Performance counter stats for './testloop':
779.56 msec task-clock:u # 1.000 CPUs utilized
779.56 msec task-clock # 1.000 CPUs utilized
3 context-switches # 0.004 K/sec
0 cpu-migrations # 0.000 K/sec
6 page-faults # 0.008 K/sec
2,104,778,670 cycles # 2.700 GHz
2,008,110,142 branches # 2575.962 M/sec
7,017,137,958 instructions # 3.33 insn per cycle
5,217,161,206 uops_issued.any # 6692.465 M/sec
7,191,265,987 uops_executed.thread # 9224.805 M/sec
613,076,394 exe_activity.bound_on_stores # 786.442 M/sec
0.779907034 seconds time elapsed
0.779451000 seconds user
0.000000000 seconds sys
By chance, this happened to get exactly 2.7GHz. Usually there's some noise or startup overhead and it's a little lower. Note that 5217951928 front-end uops / 2106180524 cycles = ~2.48 average uops issued per cycle, out of a pipeline width of 4, so this is not low-throughput code. The instruction count is higher because of macro-fused compare/branch. (I could have unrolled more so even more of the instructions were stores, less add and branch, but I didn't.)
(I re-ran the perf stat
command a couple times so the CPU wasn't just waking from low-power sleep at the start of the timed interval. There are still page faults in the interval, but 6 page faults are negligible over a 3/4 second benchmark.)
balance_performance
: full 3.9GHz, top speed for this EPPNo throttling based on what the code is doing.
# sudo ... balance_performance
$ taskset -c 3 perf stat -etask-clock:u,task-clock,context-switches,cpu-migrations,page-faults,cycles,branches,instructions,uops_issued.any,uops_executed.thread,exe_activity.bound_on_stores -r1 ./"$t"

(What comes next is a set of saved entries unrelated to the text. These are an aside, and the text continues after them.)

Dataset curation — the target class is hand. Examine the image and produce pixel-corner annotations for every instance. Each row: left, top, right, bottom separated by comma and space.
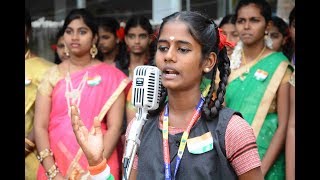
53, 173, 65, 180
70, 105, 104, 166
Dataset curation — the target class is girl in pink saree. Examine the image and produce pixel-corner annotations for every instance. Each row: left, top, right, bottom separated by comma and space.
34, 9, 130, 180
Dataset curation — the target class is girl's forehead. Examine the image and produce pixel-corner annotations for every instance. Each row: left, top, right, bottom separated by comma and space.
161, 21, 189, 34
159, 21, 197, 44
127, 26, 148, 33
237, 4, 262, 17
68, 18, 87, 27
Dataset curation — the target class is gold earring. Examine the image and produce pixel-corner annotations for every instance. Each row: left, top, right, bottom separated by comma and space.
64, 43, 70, 57
264, 31, 273, 49
90, 44, 98, 59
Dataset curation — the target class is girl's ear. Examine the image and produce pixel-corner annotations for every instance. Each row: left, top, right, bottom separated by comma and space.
203, 52, 217, 73
93, 34, 98, 45
265, 20, 272, 33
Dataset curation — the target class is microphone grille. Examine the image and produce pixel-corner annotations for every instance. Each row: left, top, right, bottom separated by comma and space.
132, 65, 162, 110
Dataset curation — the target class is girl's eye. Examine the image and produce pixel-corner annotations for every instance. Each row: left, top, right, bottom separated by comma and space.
250, 18, 260, 23
178, 48, 190, 54
57, 44, 65, 48
158, 46, 168, 52
232, 32, 239, 37
270, 33, 279, 39
139, 34, 147, 39
236, 19, 245, 24
65, 30, 72, 34
128, 34, 135, 39
79, 30, 87, 35
101, 35, 110, 40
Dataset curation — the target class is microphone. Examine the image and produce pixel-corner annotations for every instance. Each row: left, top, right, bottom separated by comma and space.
123, 65, 162, 180
131, 65, 162, 110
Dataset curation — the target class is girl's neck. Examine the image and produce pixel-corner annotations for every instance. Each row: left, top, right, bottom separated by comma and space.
129, 53, 148, 64
103, 48, 118, 64
166, 90, 202, 129
69, 54, 93, 67
167, 89, 201, 113
128, 54, 148, 78
103, 53, 116, 66
68, 55, 95, 73
103, 59, 116, 67
242, 41, 266, 62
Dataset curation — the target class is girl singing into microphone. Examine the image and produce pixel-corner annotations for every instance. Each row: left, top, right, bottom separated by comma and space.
70, 10, 263, 180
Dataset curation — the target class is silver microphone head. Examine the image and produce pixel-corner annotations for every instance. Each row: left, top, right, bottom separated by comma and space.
131, 65, 162, 110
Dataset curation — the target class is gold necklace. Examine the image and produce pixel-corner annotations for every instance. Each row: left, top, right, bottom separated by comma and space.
240, 46, 266, 81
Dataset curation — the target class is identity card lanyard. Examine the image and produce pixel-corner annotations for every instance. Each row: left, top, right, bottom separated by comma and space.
162, 96, 205, 180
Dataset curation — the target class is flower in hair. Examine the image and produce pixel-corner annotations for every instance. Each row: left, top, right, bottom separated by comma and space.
217, 28, 236, 51
151, 29, 159, 42
116, 27, 125, 42
230, 41, 243, 70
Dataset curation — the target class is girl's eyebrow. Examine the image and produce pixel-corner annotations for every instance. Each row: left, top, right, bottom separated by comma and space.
66, 26, 89, 30
157, 39, 168, 43
158, 39, 191, 45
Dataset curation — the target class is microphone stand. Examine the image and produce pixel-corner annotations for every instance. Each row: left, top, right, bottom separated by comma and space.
123, 108, 148, 180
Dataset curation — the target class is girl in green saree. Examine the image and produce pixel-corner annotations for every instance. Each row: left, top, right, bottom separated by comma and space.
225, 0, 293, 179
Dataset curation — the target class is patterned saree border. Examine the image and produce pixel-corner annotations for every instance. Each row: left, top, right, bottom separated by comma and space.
251, 61, 289, 137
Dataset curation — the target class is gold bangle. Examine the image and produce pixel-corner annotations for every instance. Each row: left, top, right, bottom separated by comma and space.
48, 169, 59, 180
25, 138, 35, 148
46, 163, 57, 175
46, 164, 59, 180
37, 148, 53, 163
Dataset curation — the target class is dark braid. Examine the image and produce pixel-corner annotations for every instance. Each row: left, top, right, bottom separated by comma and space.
203, 23, 231, 119
203, 60, 218, 118
213, 47, 230, 114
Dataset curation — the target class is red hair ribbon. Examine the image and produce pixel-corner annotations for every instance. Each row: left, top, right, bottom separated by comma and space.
285, 27, 290, 37
151, 28, 159, 42
218, 28, 236, 51
116, 27, 125, 42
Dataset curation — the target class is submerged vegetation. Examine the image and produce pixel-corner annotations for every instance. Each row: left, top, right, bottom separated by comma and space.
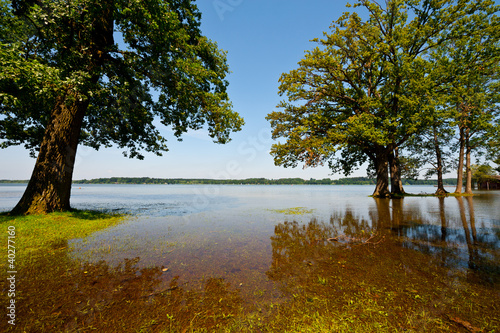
268, 207, 315, 215
0, 211, 125, 261
1, 204, 498, 332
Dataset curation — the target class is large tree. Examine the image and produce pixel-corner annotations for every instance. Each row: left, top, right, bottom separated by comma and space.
0, 0, 244, 214
266, 0, 498, 197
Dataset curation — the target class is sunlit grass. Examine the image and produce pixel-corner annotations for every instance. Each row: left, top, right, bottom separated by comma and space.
0, 210, 126, 261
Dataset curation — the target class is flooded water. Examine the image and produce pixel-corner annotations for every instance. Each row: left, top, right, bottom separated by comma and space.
1, 184, 499, 331
3, 184, 500, 286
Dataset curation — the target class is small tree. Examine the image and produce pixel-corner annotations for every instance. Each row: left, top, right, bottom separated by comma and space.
403, 105, 456, 195
471, 164, 497, 189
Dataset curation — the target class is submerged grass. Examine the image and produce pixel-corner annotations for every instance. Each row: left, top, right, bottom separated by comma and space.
268, 207, 315, 215
0, 212, 498, 332
0, 210, 126, 261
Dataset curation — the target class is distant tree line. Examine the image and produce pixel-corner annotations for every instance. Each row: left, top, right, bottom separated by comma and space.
62, 177, 458, 186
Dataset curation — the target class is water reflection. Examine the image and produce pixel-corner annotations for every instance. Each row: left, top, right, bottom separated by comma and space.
269, 196, 500, 288
4, 191, 499, 332
266, 199, 499, 331
398, 197, 499, 285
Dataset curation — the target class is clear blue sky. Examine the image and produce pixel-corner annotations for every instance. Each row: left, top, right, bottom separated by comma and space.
1, 0, 356, 180
0, 0, 461, 180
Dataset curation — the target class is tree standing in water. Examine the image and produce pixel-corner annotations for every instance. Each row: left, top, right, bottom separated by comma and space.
267, 0, 498, 197
430, 21, 500, 194
0, 0, 243, 214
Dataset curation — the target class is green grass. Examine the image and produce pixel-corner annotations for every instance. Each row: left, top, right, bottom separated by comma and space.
0, 210, 126, 261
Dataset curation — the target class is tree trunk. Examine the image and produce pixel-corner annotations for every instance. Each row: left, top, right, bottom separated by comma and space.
372, 150, 391, 198
389, 147, 405, 195
10, 2, 114, 215
433, 126, 448, 196
454, 127, 465, 194
464, 136, 473, 194
11, 93, 88, 215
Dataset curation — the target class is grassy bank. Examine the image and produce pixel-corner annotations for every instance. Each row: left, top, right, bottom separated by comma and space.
0, 212, 498, 332
0, 211, 126, 262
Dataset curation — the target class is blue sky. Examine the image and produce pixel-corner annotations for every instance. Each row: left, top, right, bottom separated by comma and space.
1, 0, 358, 180
10, 0, 493, 181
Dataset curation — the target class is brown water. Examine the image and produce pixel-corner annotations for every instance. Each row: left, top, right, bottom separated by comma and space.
67, 185, 499, 300
2, 184, 499, 331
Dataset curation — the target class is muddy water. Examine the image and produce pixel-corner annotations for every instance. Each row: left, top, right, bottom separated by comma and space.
65, 185, 499, 297
1, 184, 499, 331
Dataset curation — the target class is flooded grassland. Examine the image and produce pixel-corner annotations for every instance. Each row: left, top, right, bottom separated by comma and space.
0, 185, 499, 332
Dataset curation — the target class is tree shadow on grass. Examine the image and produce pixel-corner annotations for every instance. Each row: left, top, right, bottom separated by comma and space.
68, 208, 126, 220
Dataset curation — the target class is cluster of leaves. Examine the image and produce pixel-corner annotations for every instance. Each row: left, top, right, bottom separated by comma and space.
0, 0, 243, 159
267, 0, 500, 189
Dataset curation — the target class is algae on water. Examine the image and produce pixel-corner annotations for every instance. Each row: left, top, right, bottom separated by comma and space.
268, 207, 315, 215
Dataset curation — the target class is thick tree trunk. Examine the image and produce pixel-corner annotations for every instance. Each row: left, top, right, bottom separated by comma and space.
10, 2, 114, 215
372, 150, 391, 198
455, 127, 465, 194
11, 93, 88, 215
433, 127, 448, 196
389, 147, 405, 195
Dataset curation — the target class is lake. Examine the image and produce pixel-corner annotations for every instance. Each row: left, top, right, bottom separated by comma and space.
2, 184, 499, 331
2, 184, 499, 284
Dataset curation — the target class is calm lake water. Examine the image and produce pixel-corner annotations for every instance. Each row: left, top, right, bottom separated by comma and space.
2, 184, 499, 296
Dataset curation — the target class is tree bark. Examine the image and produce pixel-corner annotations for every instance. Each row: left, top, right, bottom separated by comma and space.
11, 93, 88, 215
464, 132, 473, 194
389, 147, 405, 195
372, 150, 391, 198
433, 126, 448, 196
454, 126, 465, 194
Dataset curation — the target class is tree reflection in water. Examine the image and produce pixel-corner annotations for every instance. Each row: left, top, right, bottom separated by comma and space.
267, 198, 499, 331
2, 195, 499, 332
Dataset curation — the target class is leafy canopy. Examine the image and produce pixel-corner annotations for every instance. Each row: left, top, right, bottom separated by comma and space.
0, 0, 243, 159
267, 0, 499, 176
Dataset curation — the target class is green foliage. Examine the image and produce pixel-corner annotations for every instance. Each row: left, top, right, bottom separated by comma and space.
471, 163, 497, 185
267, 0, 499, 189
494, 156, 500, 174
0, 0, 243, 159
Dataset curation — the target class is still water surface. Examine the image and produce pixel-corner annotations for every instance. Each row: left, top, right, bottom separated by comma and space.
2, 184, 499, 298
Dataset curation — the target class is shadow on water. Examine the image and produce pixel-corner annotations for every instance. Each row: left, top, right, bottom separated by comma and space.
1, 194, 499, 332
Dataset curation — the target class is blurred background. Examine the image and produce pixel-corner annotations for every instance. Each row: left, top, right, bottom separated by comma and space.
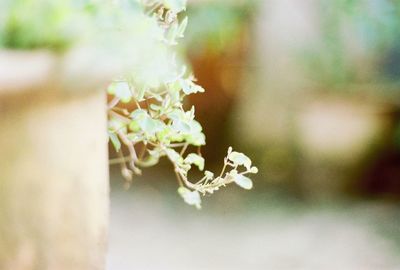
108, 0, 400, 269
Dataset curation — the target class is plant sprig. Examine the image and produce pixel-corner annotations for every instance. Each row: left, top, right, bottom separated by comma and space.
107, 0, 257, 209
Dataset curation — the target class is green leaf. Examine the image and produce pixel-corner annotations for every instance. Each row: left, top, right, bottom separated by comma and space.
186, 132, 206, 146
167, 81, 181, 93
204, 170, 214, 180
180, 79, 205, 95
129, 120, 141, 132
130, 109, 148, 119
166, 149, 183, 164
184, 153, 204, 171
232, 174, 253, 190
149, 104, 162, 112
172, 119, 191, 133
188, 119, 202, 133
142, 118, 165, 136
228, 151, 252, 170
178, 187, 201, 209
250, 166, 259, 174
191, 84, 205, 94
130, 109, 167, 137
112, 82, 133, 103
107, 83, 116, 95
108, 132, 121, 152
166, 109, 184, 121
180, 79, 192, 95
108, 117, 127, 133
126, 132, 141, 143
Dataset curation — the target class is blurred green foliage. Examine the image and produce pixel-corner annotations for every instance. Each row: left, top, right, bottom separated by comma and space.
301, 0, 400, 86
0, 0, 89, 50
184, 2, 255, 54
0, 0, 157, 52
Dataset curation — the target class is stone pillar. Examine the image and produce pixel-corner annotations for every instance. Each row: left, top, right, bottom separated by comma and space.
0, 50, 110, 270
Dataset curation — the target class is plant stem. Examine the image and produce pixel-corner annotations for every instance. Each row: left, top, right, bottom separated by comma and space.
117, 130, 141, 175
108, 97, 120, 109
109, 156, 132, 165
109, 110, 130, 124
174, 168, 184, 187
180, 143, 188, 156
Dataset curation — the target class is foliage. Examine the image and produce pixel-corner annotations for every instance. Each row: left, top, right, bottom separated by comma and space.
183, 2, 251, 54
0, 0, 87, 50
0, 0, 257, 209
300, 0, 400, 86
107, 0, 257, 209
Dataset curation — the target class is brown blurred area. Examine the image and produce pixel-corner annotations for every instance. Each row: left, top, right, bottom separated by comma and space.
187, 21, 250, 164
181, 0, 400, 200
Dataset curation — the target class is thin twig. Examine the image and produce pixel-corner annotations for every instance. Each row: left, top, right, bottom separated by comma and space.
174, 168, 184, 187
180, 143, 188, 156
109, 110, 131, 124
116, 150, 133, 188
108, 97, 120, 109
109, 155, 132, 165
111, 107, 129, 115
117, 130, 141, 175
218, 158, 228, 178
138, 143, 147, 160
168, 142, 187, 147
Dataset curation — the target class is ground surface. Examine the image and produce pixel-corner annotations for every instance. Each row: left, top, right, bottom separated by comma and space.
107, 171, 400, 270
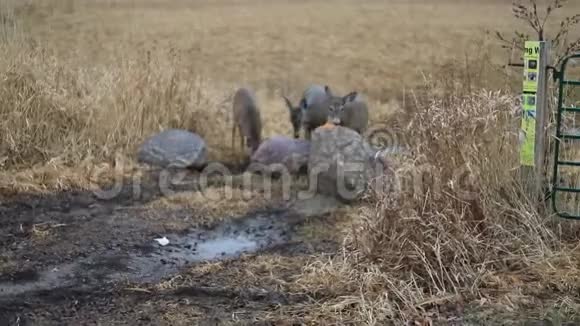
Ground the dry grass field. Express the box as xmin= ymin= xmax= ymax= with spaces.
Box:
xmin=0 ymin=0 xmax=530 ymax=181
xmin=2 ymin=0 xmax=580 ymax=325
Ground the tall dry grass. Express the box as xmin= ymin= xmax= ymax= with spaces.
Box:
xmin=285 ymin=80 xmax=580 ymax=323
xmin=0 ymin=41 xmax=243 ymax=193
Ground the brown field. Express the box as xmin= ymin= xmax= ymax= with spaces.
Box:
xmin=2 ymin=0 xmax=580 ymax=325
xmin=0 ymin=0 xmax=532 ymax=177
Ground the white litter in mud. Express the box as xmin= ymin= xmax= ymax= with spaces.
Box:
xmin=154 ymin=237 xmax=170 ymax=246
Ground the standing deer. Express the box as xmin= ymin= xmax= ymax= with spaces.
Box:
xmin=283 ymin=84 xmax=330 ymax=140
xmin=283 ymin=95 xmax=303 ymax=139
xmin=324 ymin=86 xmax=369 ymax=135
xmin=232 ymin=87 xmax=262 ymax=158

Performance counter stats for './testloop':
539.83 msec task-clock:u # 0.999 CPUs utilized
539.83 msec task-clock # 0.999 CPUs utilized
3 context-switches # 0.006 K/sec
0 cpu-migrations # 0.000 K/sec
6 page-faults # 0.011 K/sec
2,105,328,671 cycles # 3.900 GHz
2,008,030,096 branches # 3719.713 M/sec
7,016,729,050 instructions # 3.33 insn per cycle
5,217,686,004 uops_issued.any # 9665.340 M/sec
7,192,389,444 uops_executed.thread # 13323.318 M/sec
626,115,041 exe_activity.bound_on_stores # 1159.827 M/sec
0.540108507 seconds time elapsed
0.539877000 seconds user
0.000000000 seconds sys
About the same on a clock-for-clock basis, although slightly more total cycles where the store buffer was full. (That's between the core and L1d cache, not off core, so we'd expect about the same for the loop itself. Using -r10
to repeat 10 times, that number is stable +- 0.01% across runs.)
performance
: 4.2GHz, full turbo to the highest configured freqNo throttling based on what the code is doing.
# sudo ... performance
taskset -c 3 perf stat -etask-clock,context-switches,cpu-migrations,page-faults,cycles,instructions,uops_issued.any,uops_executed.thread -r1 ./testloop
Performance counter stats for './testloop':
500.95 msec task-clock:u # 1.000 CPUs utilized
500.95 msec task-clock # 1.000 CPUs utilized
0 context-switches # 0.000 K/sec
0 cpu-migrations # 0.000 K/sec
7 page-faults # 0.014 K/sec
2,098,112,999 cycles # 4.188 GHz
2,007,994,492 branches # 4008.380 M/sec
7,016,551,461 instructions # 3.34 insn per cycle
5,217,839,192 uops_issued.any # 10415.906 M/sec
7,192,116,174 uops_executed.thread # 14356.978 M/sec
624,662,664 exe_activity.bound_on_stores # 1246.958 M/sec
0.501151045 seconds time elapsed
0.501042000 seconds user
0.000000000 seconds sys
Overall performance scales linearly with clock speed, so this is a ~1.5x speedup vs. balance_power
. (1.44 for balance_performance
which has the same 3.9GHz full clock speed.)
With buffers large enough to cause L1d or L2 cache misses, there's still a difference in core clock cycles.